Solary w drodze na placówkę w głębi Amazonii

misjesalezjanie.pl 6 dni temu

Siostra Marzena Kotuła w Caracas skompletowała wszystkie materiały potrzebne do projektu misyjnego – instalacji solarnej w sercu Amazonii.

„To była jedna wielka batalia, ale udało się wszystko zgromadzić i załadować na ciężarówkę” – wspomina. Sprzęt wyruszył w drogę do Puerto Ayacucho, a sama siostra po raz pierwszy pokonała tę trasę ciężarówką. „Zawsze jechałam autobusem albo leciałam samolotem, a tym razem podróż odbywała się ciężarówką.”

Podróż przez Wenezuelę była pełna wyzwań. Na trasie czekały liczne kontrole wojskowe. „Co pięćdziesiąt kilometrów zatrzymywały nas wojskowe patrole drogowe. Sprawdzano dokumenty i zawartość ciężarówki, a żołnierze mieli prawo do przeprowadzania rewizji. Mieliśmy jednak dużo szczęścia – część żołnierzy choćby nie chciała oglądać dokumentów. Kierowca mówił tylko, iż wieziemy pomoc humanitarną, i przepuszczali nas przez kolejne kontrole – w sumie ponad dwadzieścia. Około dziesięciu–piętnastu patroli poprosiło o dokumenty, ale nie otwierali ciężarówki. Największa przygoda zaczęła się dopiero w Amazonii, kiedy zbliżaliśmy się do Orinoko.”

Przeprawy promowe przez Orinoko i przejazd przez zalane tereny Amazonii wymagały ogromnej uwagi. Woda miejscami sięgała ponad pół metra. „Droga była jak rwąca rzeka. W samochodzie w środku cisza, cisza, cisza, bo tylko to nam zostało” – opowiada siostra Marzena.
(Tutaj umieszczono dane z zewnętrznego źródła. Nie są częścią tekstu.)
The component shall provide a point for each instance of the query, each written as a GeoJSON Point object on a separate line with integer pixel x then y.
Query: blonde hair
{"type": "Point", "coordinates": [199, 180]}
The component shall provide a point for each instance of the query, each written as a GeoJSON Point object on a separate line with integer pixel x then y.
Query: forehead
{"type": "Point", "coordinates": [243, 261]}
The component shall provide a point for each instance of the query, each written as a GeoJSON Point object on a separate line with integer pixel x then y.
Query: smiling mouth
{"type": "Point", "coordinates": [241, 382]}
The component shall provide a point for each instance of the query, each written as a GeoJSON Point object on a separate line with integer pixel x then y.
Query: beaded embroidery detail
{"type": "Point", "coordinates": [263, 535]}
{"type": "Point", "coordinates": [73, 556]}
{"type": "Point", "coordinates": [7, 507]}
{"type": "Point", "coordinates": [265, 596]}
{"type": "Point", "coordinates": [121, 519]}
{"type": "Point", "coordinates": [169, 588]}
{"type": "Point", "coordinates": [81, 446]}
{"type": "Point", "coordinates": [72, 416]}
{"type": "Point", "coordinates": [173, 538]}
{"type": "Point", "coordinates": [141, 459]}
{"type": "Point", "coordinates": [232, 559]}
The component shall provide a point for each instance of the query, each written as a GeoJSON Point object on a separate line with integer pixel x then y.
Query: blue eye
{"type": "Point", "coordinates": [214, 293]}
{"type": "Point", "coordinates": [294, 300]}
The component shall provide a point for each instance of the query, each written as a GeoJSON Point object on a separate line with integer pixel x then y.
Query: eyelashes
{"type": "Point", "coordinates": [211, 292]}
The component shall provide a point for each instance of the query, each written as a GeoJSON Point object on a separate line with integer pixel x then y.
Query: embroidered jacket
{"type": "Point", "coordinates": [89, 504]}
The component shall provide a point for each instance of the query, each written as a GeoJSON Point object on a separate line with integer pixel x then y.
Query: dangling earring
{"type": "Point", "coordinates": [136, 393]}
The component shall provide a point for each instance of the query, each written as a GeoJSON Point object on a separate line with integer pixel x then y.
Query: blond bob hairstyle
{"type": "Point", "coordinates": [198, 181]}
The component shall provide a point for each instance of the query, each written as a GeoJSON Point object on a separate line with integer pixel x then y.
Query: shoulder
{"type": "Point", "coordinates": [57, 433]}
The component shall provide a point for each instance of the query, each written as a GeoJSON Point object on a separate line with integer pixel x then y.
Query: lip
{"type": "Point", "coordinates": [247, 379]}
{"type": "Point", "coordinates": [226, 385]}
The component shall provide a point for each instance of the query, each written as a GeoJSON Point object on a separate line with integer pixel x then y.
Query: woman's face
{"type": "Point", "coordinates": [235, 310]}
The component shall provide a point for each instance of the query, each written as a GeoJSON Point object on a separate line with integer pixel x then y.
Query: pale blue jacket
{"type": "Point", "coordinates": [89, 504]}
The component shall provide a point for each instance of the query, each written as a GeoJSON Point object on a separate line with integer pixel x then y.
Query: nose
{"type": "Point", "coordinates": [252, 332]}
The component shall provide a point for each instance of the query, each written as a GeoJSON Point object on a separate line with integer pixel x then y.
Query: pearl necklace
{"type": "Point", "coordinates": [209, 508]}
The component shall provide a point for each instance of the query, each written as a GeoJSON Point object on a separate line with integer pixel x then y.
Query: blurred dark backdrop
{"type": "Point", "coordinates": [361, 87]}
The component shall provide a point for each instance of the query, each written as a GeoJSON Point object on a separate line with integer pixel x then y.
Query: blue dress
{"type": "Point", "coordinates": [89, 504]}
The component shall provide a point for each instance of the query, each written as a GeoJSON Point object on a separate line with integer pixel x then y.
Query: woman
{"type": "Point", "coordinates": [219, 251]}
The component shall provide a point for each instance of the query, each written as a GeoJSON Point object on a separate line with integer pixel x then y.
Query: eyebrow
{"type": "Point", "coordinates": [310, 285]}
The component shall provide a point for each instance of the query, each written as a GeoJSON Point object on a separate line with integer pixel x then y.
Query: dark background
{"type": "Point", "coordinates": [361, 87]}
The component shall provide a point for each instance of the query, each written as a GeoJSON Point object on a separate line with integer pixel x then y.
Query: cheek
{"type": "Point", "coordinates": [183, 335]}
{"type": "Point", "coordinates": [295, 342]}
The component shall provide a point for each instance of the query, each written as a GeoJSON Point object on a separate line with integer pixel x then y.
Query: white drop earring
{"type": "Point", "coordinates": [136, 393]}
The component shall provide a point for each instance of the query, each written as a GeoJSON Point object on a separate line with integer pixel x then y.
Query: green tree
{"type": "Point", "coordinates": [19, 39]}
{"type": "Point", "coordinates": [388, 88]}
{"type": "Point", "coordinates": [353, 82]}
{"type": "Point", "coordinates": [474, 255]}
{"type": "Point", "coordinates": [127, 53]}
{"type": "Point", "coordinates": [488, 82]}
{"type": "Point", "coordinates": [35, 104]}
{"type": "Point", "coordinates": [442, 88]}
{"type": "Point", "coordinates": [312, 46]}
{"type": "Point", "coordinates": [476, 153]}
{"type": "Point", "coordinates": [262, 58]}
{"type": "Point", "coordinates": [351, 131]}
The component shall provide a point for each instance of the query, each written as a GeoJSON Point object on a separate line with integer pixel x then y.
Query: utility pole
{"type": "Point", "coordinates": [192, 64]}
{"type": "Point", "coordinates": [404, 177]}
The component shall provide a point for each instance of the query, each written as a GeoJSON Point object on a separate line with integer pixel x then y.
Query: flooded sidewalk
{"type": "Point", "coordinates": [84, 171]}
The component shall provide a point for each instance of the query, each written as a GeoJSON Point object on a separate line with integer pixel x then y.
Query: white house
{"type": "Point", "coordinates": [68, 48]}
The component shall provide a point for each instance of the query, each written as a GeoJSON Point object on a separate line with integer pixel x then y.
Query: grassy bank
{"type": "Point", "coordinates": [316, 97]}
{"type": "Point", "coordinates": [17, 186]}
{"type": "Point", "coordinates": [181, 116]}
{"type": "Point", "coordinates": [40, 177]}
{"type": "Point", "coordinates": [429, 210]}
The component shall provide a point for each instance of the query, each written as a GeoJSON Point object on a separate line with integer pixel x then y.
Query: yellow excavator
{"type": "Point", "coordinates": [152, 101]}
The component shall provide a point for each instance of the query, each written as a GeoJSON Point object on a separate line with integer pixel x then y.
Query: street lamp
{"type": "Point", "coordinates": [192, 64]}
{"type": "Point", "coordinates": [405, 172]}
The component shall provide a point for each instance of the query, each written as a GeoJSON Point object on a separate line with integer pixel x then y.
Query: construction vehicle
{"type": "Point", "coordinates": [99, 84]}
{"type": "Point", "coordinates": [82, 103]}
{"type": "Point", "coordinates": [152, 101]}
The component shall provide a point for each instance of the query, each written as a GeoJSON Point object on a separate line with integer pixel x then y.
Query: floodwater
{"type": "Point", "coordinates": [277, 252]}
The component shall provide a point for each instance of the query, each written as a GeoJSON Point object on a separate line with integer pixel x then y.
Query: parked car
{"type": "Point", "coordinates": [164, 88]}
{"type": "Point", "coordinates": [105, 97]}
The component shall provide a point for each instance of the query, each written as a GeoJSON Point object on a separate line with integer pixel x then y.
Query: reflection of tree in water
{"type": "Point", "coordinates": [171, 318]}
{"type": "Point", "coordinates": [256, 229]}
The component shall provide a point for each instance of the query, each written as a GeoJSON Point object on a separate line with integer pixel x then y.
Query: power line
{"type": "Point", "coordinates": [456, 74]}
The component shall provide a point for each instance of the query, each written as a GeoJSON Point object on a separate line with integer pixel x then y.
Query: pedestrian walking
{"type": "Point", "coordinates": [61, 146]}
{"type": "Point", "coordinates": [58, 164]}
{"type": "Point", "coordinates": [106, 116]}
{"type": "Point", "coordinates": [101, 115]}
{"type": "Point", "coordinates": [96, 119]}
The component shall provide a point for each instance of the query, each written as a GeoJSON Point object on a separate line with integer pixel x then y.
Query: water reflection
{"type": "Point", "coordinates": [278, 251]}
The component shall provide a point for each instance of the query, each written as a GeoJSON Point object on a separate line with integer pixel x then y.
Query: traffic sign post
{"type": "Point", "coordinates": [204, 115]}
Po drodze widziała dramat ludzi i zwierząt – koczujących przy szosie mieszkańców i wychudzone krowy stojące w wodzie. „Ludzie mieszkający na tym terenie mają swoje koczowiska na szosie, gdzie było sucho, bo tam nie docierała woda. Z dwóch nitek szosy zrobiła się jedna do przejechania, bo po obu stronach drogi mieszkają ludzie ze wszystkim, z czym uciekli – jakiś garnek, hamak, to, co mieli. Widok okrutny, łamiący serce. Na szosie była też zwierzyna. Wszystkie krowy wychudłe, same kości, bo od maja trwa zalanie i zwierzęta nie mają co jeść.”

Mimo trudności transport dotarł bezpiecznie do celu, gdzie rozładowano prawie trzy tony darów: sprzęt do projektu, żywność, środki czystości i materiały dla kobiet, zakupione dzięki wsparciu z Polski i Austrii. „Był to szok, iż tak gwałtownie dotarliśmy – owoc modlitwy wielu osób” – podkreśla siostra Marzena.

Teraz całość czeka na dalszy transport wojskowym samolotem Herkulesem do Esmeraldy, skąd trafi na misję w Mavaka.

Dziękujemy Wszystkim, dzięki którym zakup paneli solarnych był możliwy!